September 28-November 11

King Albert in the field—Great Belgo-Franco-British advance—The last act on the old stage—The prophet of 1915—Renewed advance—Germans desert the coast—Relief of Douai and Lille—The final stage of the subsidiary theatres of war.

We have followed the operations of the three southern British Armies from the first blow on August 8—a blow which Ludendorff has stated made him surrender the last hope of ultimate victory—through all their uninterrupted progress of victory until the final armistice. We shall now turn to the northern end of the British line, where the two remaining Armies, the Fifth in the Nieppe district and the Second in the area of Ypres, were waiting impatiently for their share in the advance. Flanders was a convalescent home for divisions, and there was not a unit there which was not stiff with half-healed wounds, but these Armies included many of the grand old formations which had borne the stress of the long fight, and they were filled with the desire to join in the final phase.
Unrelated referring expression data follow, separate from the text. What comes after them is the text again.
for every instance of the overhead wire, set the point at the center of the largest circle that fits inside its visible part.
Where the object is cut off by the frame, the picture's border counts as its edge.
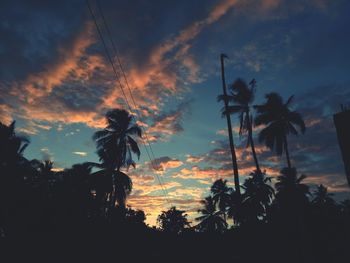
(122, 88)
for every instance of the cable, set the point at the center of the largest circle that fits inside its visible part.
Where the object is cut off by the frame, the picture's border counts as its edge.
(122, 89)
(116, 54)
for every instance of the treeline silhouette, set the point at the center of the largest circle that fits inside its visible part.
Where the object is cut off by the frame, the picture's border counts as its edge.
(80, 213)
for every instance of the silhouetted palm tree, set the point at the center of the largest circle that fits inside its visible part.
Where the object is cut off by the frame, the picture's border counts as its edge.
(322, 197)
(115, 146)
(242, 96)
(211, 220)
(221, 195)
(234, 208)
(280, 121)
(291, 193)
(12, 145)
(257, 196)
(173, 221)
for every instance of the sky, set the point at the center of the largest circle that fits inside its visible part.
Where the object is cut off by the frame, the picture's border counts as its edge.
(57, 83)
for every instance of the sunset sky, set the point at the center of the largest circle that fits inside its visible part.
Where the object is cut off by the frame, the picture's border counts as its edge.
(56, 82)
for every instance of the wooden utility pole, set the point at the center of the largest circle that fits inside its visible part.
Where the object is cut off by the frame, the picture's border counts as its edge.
(229, 127)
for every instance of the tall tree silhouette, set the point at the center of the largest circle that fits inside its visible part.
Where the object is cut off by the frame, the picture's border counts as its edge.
(280, 121)
(173, 221)
(258, 195)
(241, 96)
(221, 195)
(115, 146)
(211, 219)
(322, 197)
(291, 193)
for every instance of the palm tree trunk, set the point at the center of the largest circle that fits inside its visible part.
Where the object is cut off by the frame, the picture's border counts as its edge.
(229, 126)
(250, 134)
(287, 152)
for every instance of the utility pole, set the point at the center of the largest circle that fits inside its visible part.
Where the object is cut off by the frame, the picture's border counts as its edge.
(229, 127)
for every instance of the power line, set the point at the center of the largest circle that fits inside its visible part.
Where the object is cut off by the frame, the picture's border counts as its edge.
(116, 54)
(121, 87)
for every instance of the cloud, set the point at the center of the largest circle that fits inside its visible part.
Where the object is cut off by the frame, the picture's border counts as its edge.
(80, 153)
(164, 163)
(46, 154)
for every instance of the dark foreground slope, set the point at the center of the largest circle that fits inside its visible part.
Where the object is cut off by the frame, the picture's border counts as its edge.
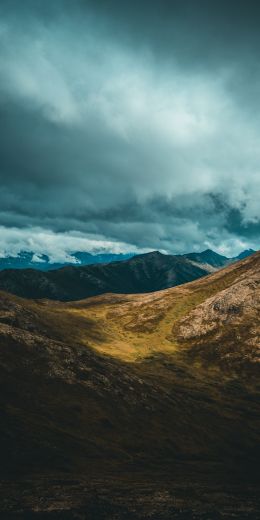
(139, 406)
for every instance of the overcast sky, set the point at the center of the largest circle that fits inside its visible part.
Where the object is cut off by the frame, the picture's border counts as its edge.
(129, 125)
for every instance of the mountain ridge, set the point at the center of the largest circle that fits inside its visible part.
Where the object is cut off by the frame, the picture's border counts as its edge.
(132, 384)
(142, 273)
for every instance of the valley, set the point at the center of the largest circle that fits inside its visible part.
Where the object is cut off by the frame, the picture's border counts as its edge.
(157, 393)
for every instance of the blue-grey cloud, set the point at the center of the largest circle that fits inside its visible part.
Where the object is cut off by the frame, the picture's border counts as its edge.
(132, 122)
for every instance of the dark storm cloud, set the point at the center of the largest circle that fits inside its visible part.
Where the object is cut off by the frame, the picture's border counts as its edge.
(130, 122)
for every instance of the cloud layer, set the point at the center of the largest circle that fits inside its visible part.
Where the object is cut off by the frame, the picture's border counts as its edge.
(135, 125)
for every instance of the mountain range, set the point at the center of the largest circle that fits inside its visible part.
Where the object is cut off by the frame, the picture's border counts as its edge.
(30, 259)
(133, 406)
(142, 273)
(42, 262)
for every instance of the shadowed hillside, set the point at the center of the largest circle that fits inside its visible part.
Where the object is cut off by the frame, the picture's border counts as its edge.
(158, 389)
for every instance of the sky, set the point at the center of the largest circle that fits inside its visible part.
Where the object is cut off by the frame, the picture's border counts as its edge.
(129, 126)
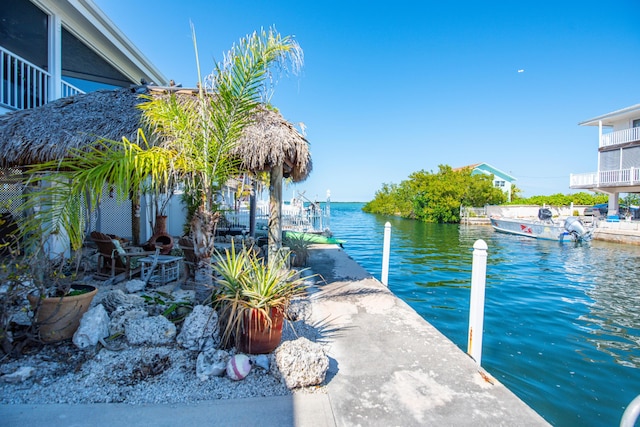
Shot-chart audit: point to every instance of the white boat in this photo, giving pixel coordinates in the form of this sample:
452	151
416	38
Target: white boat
544	227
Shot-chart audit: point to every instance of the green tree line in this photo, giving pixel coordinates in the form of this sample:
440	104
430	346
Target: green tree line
438	196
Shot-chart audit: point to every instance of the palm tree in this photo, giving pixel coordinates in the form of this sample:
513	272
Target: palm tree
190	142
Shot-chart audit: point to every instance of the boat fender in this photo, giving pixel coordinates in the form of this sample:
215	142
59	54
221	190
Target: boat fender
575	227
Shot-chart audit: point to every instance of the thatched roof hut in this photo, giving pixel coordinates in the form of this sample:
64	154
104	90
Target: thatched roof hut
271	141
48	132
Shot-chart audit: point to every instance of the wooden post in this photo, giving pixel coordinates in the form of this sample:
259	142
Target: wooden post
275	211
476	311
386	249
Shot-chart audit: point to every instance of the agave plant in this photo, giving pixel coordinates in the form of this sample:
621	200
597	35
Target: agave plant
250	288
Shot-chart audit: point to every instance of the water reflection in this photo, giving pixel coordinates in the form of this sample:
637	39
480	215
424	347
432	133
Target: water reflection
562	320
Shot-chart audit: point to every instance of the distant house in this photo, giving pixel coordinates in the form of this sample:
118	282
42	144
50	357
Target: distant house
618	156
501	179
51	49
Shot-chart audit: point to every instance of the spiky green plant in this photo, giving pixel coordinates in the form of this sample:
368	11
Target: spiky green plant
248	286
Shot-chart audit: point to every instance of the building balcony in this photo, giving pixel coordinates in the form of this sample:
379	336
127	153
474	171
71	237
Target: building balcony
606	179
24	85
624	136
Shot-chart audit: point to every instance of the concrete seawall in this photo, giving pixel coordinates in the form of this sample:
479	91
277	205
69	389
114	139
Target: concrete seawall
391	367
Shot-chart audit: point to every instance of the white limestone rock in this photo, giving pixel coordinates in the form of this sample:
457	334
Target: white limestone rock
94	325
115	299
261	360
200	329
20	375
150	330
121	316
300	363
211	362
135	285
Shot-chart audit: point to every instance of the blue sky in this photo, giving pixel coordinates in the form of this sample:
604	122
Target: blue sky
390	88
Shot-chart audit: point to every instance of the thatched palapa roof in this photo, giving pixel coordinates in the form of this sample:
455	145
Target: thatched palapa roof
271	141
48	132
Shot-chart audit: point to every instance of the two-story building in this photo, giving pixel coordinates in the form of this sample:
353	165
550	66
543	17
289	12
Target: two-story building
501	180
51	49
618	156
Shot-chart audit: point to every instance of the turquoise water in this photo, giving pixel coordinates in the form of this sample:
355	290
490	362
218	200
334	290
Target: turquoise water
562	320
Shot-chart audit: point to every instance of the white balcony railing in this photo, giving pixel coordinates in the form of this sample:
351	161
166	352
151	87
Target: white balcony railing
24	85
620	137
613	178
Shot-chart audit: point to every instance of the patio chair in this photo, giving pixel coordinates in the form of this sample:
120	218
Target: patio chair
114	262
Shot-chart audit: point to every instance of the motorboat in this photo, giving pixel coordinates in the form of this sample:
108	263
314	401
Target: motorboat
544	227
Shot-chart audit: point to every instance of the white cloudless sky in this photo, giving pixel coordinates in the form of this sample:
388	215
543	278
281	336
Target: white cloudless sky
390	88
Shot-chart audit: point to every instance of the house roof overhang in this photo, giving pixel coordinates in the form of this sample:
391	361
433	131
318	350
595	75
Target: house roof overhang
610	118
85	20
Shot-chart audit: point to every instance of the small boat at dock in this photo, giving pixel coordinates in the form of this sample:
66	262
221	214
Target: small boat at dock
544	227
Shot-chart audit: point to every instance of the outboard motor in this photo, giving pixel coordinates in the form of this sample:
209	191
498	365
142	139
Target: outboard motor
544	214
576	228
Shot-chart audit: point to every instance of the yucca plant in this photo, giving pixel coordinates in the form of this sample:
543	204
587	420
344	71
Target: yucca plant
252	291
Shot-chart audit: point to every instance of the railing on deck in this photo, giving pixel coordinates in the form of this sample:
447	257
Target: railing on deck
311	219
24	85
611	178
620	137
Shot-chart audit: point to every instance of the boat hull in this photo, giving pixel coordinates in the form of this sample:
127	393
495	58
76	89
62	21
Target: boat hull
313	237
533	229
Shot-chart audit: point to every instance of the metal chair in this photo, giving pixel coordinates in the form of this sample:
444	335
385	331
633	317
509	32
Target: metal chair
114	262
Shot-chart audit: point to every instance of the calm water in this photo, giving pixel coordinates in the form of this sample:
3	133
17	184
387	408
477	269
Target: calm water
562	321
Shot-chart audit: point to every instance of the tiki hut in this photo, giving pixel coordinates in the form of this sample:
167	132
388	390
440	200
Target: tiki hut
50	131
271	144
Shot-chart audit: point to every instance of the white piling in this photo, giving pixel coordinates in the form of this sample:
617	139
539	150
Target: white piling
386	249
476	310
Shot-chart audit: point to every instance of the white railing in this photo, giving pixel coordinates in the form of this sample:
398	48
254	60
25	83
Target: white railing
583	180
620	137
611	178
307	219
24	85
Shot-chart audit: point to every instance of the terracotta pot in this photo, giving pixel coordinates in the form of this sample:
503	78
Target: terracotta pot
160	236
59	318
258	337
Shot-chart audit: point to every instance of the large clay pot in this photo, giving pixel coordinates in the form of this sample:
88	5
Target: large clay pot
258	337
59	317
160	236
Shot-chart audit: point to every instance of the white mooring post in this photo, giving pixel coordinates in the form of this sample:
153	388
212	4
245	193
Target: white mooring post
476	310
386	248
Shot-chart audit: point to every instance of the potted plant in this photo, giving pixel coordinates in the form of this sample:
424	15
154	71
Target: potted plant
253	297
58	300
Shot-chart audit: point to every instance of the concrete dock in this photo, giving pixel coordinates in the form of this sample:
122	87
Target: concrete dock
388	367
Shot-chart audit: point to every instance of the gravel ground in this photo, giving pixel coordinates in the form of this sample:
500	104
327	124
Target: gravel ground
136	375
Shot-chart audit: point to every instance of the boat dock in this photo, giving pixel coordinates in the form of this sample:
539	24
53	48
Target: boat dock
388	366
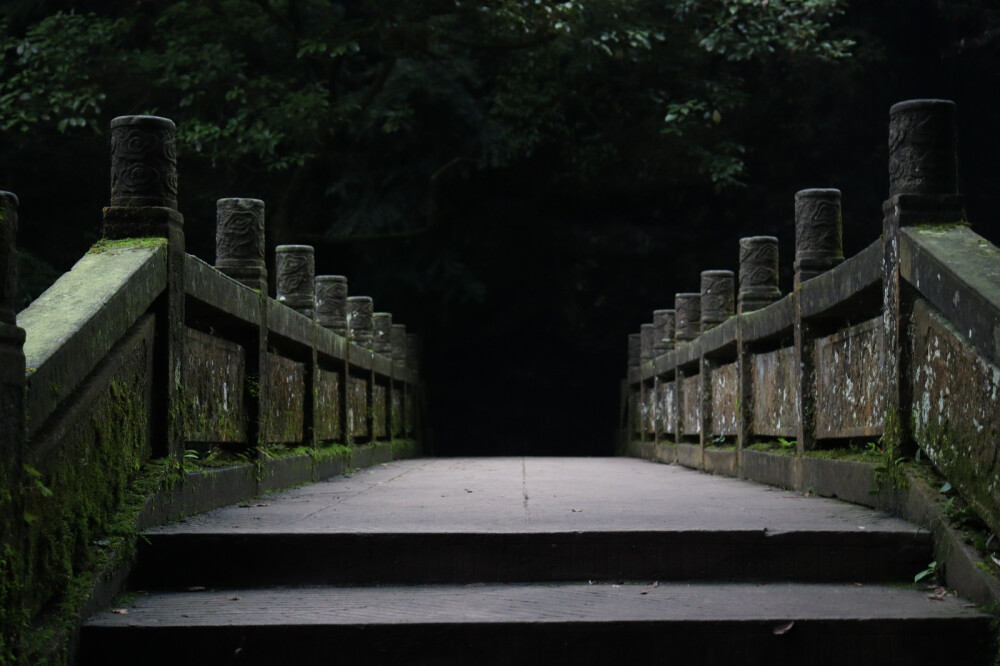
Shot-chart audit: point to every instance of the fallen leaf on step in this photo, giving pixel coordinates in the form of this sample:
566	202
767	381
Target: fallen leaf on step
783	629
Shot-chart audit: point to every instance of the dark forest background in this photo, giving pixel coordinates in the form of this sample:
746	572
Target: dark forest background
521	183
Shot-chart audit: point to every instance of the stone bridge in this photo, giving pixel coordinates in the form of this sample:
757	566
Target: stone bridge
147	385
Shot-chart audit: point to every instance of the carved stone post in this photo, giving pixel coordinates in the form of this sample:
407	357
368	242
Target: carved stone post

Their chance came at last, though it was a belated one.

July.

There were many indications in the third week of July that the Germans had planned one of their great attacks upon the front of Birdwood's Fifth Army in the Nieppe district. The succession of blows which rained upon Hindenburg's line in the south made it impossible, however, for him to attempt a new offensive. There was considerable activity along the British line, and a constant nibbling which won back by successive ventures much of the ground which had been gained by the Germans in April. Early in July the Fifth Division, forming the left unit of the Fifth Army, advanced from the edge of Nieppe Forest, where they had lain since their return from Italy, and gained a stretch of ground—the first sign of the coming recoil in the north. To the left of them lay De Lisle's Fifteenth Corps, which moved forward in turn, effecting a series of small but important advances which were eclipsed by the larger events in the south, but reacted upon those events, since they made it impossible for the Germans to detach reinforcements. On July 19 the Ninth Division with a sudden spring seized Meteren with 453 prisoners, while on the same date the First Australian Division occupied Merris to the south of it. On August 9 the movement spread farther south, and the Thirty-first Division took Vieux Berquin. There was a slow steady retraction of the German line from this time onwards, and a corresponding advance of the British. On August 30 the ruins of Bailleul passed into the hands of the Twenty-ninth Division. On September 1 Neuve Eglise was submerged by the creeping tide, while on the 3rd Nieppe also was taken. Finally on September 4 two brigades of the Twenty-ninth Division, the 88th under Freyberg and the 86th under Cheape, captured Ploegsteert by a very smart concerted movement in which 250 prisoners were taken. Up to this date De Lisle's Fifteenth Corps had advanced ten miles with no check, and had almost restored the original battle line in that quarter—a feat for which M. Clemenceau awarded the General special thanks and the Legion of Honour.

Sept. 28.

All was ready now for the grand assault which began on September 28 and was carried out by the Belgians and French in the north and by Plumer's Second British Army in the south. The left of this great force was formed by nine Belgian and five French infantry divisions, with three French cavalry divisions in reserve. The British Army consisted of four corps: Jacob's Second Corps covering Ypres, Watts' Nineteenth Corps opposite Hollebeke, Stephens' Tenth Corps facing Messines, and De Lisle's Fifteenth Corps to the south of it. The divisions which made up each of these Corps will be enumerated as they come into action. To complete the array of the British forces it should be said that Birdwood's Fifth Army, which linked up the First Army in the south and the Second in the north, consisted at that date of Haking's Eleventh and Holland's First Corps covering the Armentières-Lens front, and not yet joining in the operations. The whole operation was under the command of the chivalrous King of the Belgians, who had the supreme satisfaction of helping to give the coup de grâce to the ruffianly hordes who had so long ill-used his unfortunate subjects.